Even if the above function is executed, the attribute information (defined name, format, conditional format) given to the cell, merged cell, image information placed on the cell, function formula, etc. do not follow, so the current situation The version is ** virtually useless **.
If you add (overwrite) rows and columns to the end instead of in the middle of the worksheet, the problem should be relatively small.

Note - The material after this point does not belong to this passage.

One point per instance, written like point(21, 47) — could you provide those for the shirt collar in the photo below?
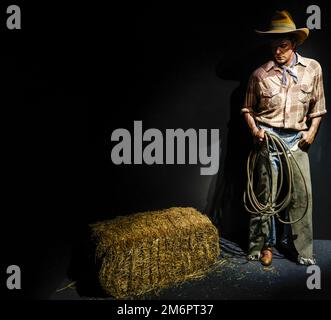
point(271, 64)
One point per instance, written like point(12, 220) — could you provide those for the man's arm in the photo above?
point(257, 133)
point(308, 137)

OpenPyXL can handle a template Excel workbook (xlsm) containing VBA macros by adding keep_vba = True
to the open argument.
Therefore, it is possible to realize difficult / impossible processing with OpenPyXL by letting Excel VBA macros perform difficult processing with OpenPyXL.
(Unfortunately, it cannot be done in an environment where execution of Excel VBA macros is not permitted due to internal circumstances etc.)
We will organize the processing performed by OpenPyXL and the processing performed by Excel VBA macros, and perform code processing and settings for Python and Excel VBA respectively. For example, you can copy a worksheet and add / delete matrices in the middle of a worksheet with an Excel VBA macro.
For the data required by the Excel VBA macro, create a data worksheet separate from the template worksheet and set the data in it with OpenPyXL.
If you need to handle images that can only be created on the OpenPyXL side, create a data worksheet and place the images on it with OpenPyXL. If you cannot set an identification name for the image created by ʻadd_image () `of OpenPyXL and you need to pass multiple images, you can distinguish the images because the Excel VBA macro cannot distinguish the images. It is also necessary to devise something like this.
I think it's faster to take a look at the sample than to explain it in a long way. The main processing of both Python and Excel VBA is about 100 lines. To run the sample, Python requires the OpenPyXL package as well as the Pillow package for editing images. (If you get an error, please install the package if necessary)
It is available on Github (https://github.com/umazular/openpyxl).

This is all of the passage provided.